My step brother introduced me to gym climbing when I was 21 and I fell in love right away. It was like I finally found the answer to the meaning of my life. As I started venturing outside top-roping then sport climbing everything else in my life started to fade away. I slowly phased out my mountain biking and quite karate and ju-jitsu. I brought yoga into my life a few years later, only because a friend and climbing partner suggested that it would help improve my climbing. I have had to take time off from my climbing; moving around, injuries, massage therapy school and babies have all taken me away from climbing for periods of time but I have always come back to it. 

Now that I’m a family man my climbing focus has changed. I spend a lot of time teaching my children to climb and helping and encouraging my wife to improve her skill and experience. I take the whole family up multi-pitch trad climbs and we do day trips up to Rattle Snake Point to top-rope. My youngest daughter was four when we did our first family trip up to Bon Echo National park, a 300 foot multi-pitch trad climb craig. I do get out climbing without my family, I train once or twice a week at Grand River Rock, I get out to Mount Nemo a few times a year and up to Bon Echo a handful of times. When I’m climbing with my family I`m patient, encouraging and methodical. When I’m out with `the boys` we like to climb hard and push our limits.                 

My training as a massage therapist has been a great help to my climbing. When I injure myself I know what to do to get myself back climbing as quick as possible. I know right away if I should use heat or ice, when to stretch or rest or just push through. It use to take me a week or more to get a solid answer as to handle an injury, now I start with the right course of treatment right away. But even better I know what to do to stay healthy and reduce the risk of injuring myself. Proper stretching, training supporting muscles, better posture, proper rest periods and hydrotherapy all keep me strong, flexible and limber to me keep climbing and training hard. 

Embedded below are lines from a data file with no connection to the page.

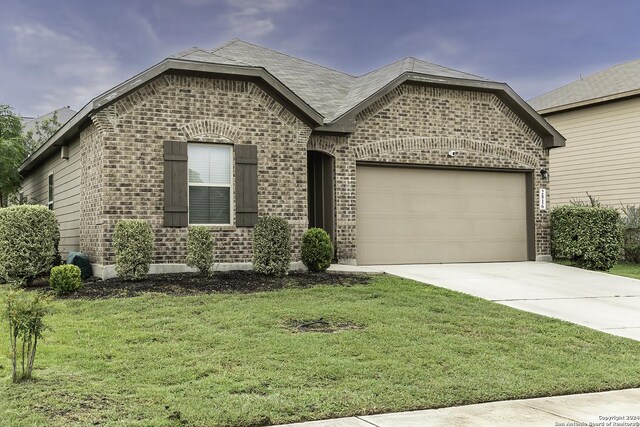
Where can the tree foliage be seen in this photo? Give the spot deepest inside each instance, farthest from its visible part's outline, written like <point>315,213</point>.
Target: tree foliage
<point>12,152</point>
<point>42,131</point>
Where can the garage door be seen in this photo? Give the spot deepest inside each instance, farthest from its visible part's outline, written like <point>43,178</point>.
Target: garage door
<point>414,215</point>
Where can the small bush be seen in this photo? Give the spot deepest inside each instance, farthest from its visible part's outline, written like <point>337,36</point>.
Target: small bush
<point>25,312</point>
<point>133,246</point>
<point>65,279</point>
<point>200,248</point>
<point>631,245</point>
<point>317,249</point>
<point>588,236</point>
<point>28,235</point>
<point>630,221</point>
<point>271,246</point>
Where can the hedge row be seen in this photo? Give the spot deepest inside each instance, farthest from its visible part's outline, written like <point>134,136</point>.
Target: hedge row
<point>590,237</point>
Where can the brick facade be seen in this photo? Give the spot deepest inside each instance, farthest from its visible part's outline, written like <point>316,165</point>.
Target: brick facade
<point>419,125</point>
<point>123,161</point>
<point>122,157</point>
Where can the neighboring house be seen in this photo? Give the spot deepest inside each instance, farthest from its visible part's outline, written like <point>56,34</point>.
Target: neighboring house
<point>411,163</point>
<point>63,114</point>
<point>599,115</point>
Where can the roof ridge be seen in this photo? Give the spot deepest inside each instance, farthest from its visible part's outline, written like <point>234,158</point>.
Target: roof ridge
<point>448,68</point>
<point>287,55</point>
<point>383,67</point>
<point>223,45</point>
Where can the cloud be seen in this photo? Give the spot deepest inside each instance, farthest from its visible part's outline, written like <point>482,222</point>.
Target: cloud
<point>55,69</point>
<point>255,18</point>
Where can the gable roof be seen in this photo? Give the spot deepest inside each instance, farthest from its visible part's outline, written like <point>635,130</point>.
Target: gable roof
<point>619,81</point>
<point>329,92</point>
<point>329,99</point>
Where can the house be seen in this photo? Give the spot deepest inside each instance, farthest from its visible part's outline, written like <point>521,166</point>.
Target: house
<point>410,163</point>
<point>599,115</point>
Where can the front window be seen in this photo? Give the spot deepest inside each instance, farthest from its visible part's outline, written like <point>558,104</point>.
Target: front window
<point>210,176</point>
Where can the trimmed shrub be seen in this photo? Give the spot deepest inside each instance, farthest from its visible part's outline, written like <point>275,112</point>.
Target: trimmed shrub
<point>200,248</point>
<point>28,235</point>
<point>588,236</point>
<point>25,312</point>
<point>271,246</point>
<point>65,279</point>
<point>317,249</point>
<point>133,246</point>
<point>630,221</point>
<point>82,261</point>
<point>631,245</point>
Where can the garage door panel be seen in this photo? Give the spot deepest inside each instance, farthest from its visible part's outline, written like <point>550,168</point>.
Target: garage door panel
<point>450,226</point>
<point>424,215</point>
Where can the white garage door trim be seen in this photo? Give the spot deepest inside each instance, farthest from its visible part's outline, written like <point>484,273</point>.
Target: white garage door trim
<point>410,215</point>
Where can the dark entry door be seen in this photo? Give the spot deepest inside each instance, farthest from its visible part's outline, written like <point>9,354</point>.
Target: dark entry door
<point>320,191</point>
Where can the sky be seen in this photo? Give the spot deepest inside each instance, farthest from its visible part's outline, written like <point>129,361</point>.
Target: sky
<point>64,53</point>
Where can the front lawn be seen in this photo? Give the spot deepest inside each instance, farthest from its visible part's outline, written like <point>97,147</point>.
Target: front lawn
<point>257,358</point>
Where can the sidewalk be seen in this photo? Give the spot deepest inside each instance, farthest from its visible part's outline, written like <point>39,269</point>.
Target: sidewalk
<point>607,409</point>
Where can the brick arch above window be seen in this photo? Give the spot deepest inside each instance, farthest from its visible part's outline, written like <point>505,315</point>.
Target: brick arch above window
<point>444,144</point>
<point>210,130</point>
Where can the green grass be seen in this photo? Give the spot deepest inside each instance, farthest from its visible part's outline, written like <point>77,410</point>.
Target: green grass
<point>627,270</point>
<point>231,359</point>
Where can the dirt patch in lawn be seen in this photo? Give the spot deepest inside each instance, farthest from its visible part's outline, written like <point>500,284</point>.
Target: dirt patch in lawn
<point>320,325</point>
<point>219,282</point>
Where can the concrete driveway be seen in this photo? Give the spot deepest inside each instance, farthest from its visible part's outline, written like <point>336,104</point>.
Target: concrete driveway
<point>600,301</point>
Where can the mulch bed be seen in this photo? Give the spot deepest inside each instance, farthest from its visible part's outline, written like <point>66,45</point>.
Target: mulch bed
<point>195,284</point>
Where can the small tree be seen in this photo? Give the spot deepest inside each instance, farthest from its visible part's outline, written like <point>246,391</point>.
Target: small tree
<point>133,245</point>
<point>25,313</point>
<point>200,248</point>
<point>11,152</point>
<point>42,131</point>
<point>271,246</point>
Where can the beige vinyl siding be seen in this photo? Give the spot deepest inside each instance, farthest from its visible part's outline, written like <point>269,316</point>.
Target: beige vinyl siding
<point>66,193</point>
<point>602,155</point>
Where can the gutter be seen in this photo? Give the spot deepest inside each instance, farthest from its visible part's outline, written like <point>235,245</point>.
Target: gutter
<point>588,102</point>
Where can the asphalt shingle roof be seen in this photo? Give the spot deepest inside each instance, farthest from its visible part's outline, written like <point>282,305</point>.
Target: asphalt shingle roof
<point>329,92</point>
<point>615,80</point>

I find that my massage therapy clients who rock climb gain specific benefits. Aside from the fact that most of the injuries a climber will come into me for I have had and can relate to, I have also done the research for my own climbing injuries so I’m up to date regarding climbing injuries. I also know the lingo. I know what a crimp is, I know what a jug is and I know the dynamics of a layback and roof climbing. Communicating the specifics of an injury is often difficult between a client and their therapist. Trying to descried a climbing injury to a hockey player is like speaking a different language, and vice versa. I have experience with many different clients with many different injuries related to many different sports and professions but it’s the climbers that I know understand the best. 

Climbing has been part of my life for a long time. It has permeated the rest of my life, family and work. I might not be the best climber but I have a lot of experience and have a lot of fun with it. I hope to continue growing my climbing experience and I hope to share my knowledge by helping as many people as I can with their climbing.